MARQUETTE — Democrat or Republican? That’s the first question many ask themselves when they head to the polls on election day. When it comes to some ballot decisions, the choice can be more than binary.

“When I actually chose to run, I sat back and I looked and I said, ‘am I a Democrat, or am I a Republican?’ I’ve never had to face that question before,” said Bill Vajda, who is running for Marquette County Commmissioner in District Three.

During his lifetime of public service roles, Vajda, a Marquette resident, says he had to leave his views and biases at home. When the time came to run for the Commission seat, Vajda had to decide on a party affiliation. After realizing that he was disenchanted with the focus and methods of the two major parties, he chose a third path.

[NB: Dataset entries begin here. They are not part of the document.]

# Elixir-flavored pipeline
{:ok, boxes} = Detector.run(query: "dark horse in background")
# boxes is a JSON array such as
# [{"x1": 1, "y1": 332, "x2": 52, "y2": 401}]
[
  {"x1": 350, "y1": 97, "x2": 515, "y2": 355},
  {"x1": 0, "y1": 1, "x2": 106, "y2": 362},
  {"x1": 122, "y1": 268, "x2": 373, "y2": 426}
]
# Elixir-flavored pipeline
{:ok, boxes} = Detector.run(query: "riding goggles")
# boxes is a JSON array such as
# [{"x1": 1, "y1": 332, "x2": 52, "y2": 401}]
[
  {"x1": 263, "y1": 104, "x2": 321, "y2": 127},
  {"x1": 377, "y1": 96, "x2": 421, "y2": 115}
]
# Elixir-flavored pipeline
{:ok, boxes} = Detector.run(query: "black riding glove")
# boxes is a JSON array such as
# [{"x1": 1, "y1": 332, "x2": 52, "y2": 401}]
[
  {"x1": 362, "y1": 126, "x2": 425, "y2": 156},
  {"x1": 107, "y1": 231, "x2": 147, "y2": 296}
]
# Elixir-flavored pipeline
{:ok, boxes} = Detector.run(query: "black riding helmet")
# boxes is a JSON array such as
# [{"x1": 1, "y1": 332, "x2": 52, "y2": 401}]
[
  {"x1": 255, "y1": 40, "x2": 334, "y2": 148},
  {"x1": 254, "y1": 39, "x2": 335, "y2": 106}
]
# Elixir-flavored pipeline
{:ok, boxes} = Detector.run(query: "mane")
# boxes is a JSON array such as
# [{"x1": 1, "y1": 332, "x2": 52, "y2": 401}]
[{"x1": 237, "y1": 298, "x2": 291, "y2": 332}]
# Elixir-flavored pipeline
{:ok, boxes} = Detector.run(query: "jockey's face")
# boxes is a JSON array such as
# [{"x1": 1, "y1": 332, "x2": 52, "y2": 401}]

“To be true to myself, to be true to the kind of things I believe in, being an independent was just a logical choice,” Vajda added.

If a candidate aligns with either major party, voters may have at least a ballpark idea of what that candidate stands for. Vajda says going independent has made him focus more on the issues he champions. It also inspires him to reach out to the community: so far, he says he’s spent around 170 hours knocking on doors and talking to potential constituents.

Independent candidates also need to get numerous residents to sign a qualifying petition before they can even get on the ballot.

“Although it’s a little bit [of an] extra hurdle that you face as an independent, it actually gives you a fair amount of comfort because at least you know you’ve been out in front of the electorate. You’ve got a sense of whether or not people think you’re a viable candidate and if they’re interested in you or not,” said Vajda.

A recent decision by a federal judge has overturned a state ban on straight-party voting on November’s ballots – the same ballots on which local independents like Vajda appear. While going straight-party can shorten a voter’s time at the polls, it can also box out candidates not affiliated with a major party.

“I think most people just intuitively understand that if you’re willing to watch American Idol and try to figure out who should be in the final four there, you can spend at least that much time trying to figure out who’s going to run the country and who’s going to run local government,” said Vajda.